Die Blaumeisen waren schon im Winter gerne und oft an der Futterstelle unterwegs. Nun haben Sie auch einen der Nistkästen bezogen. Bedauerlicherweise hat es diese Brut nicht geschafft. Mehr dazu weiter unten.
Blaumeisen fliegen im Minutentakt
Es ist wirklich erstaunlich, wie schnell und emsig die kleinen blau-gelb gefiederten Plümmel den Nistkasten anfliegen. Jedesmal werden sie von einem lauten Gezwitscher empfangen. Sie brüten direkt über der Kellertüre. Die Jungen lärmen auch, wenn sie nur Geräusche hören.

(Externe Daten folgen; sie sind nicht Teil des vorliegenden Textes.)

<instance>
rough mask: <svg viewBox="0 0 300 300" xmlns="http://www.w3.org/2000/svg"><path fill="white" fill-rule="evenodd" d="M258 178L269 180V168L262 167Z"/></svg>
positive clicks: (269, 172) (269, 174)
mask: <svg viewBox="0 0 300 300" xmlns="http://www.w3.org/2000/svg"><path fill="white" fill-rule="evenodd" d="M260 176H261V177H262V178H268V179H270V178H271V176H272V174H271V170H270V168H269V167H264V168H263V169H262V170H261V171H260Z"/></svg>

Selbst wenn wir in der Keller gehen, denken die Vögelchen es gäbe etwas zu futtern und zwitschern los. Nicht sehr sinnvoll, wenn Feinde unterwegs sein sollten. Aber der Kasten hängt sicher. Zwischen 12 und 17 Tage dauert die Brut und nach zwei bis drei Wochen sollten die Kleinen dann flügge werden. Ich bin sehr gespannt, wie viele Junge nach dieser Zeit den Nistkasten verlassen.
Update Mai 2026
Das jähe Ende einer Brut
Irgendwann war es plötzlich still im Brutkasten. Auch die Eltern waren nirgends mehr zu sehen. Unsere stille Hoffnung, die kleinen Meisen wären unbemerkt ausgeflogen, bestätigte sich leider nicht. Nach zwei Wochen habe ich den Kasten abgenommen und geöffnet. Die fast fertig entwickelten Jungvögel waren allesamt tot. Kein schöner Anblick, aber tatsächlich Teil der Natur. Rund 13 Prozent der Bruten schaffen es gar nicht. Der Grund ist fast immer der Verlust eines Elternteils. Das ergab eine Studie des Max-Planck-Instituts für Ornithologie. Dabei ist auch ausschlaggebend, welcher Elternteil überlebt. Da die Männchen nicht brüten, können sie die Brut nicht warmhalten.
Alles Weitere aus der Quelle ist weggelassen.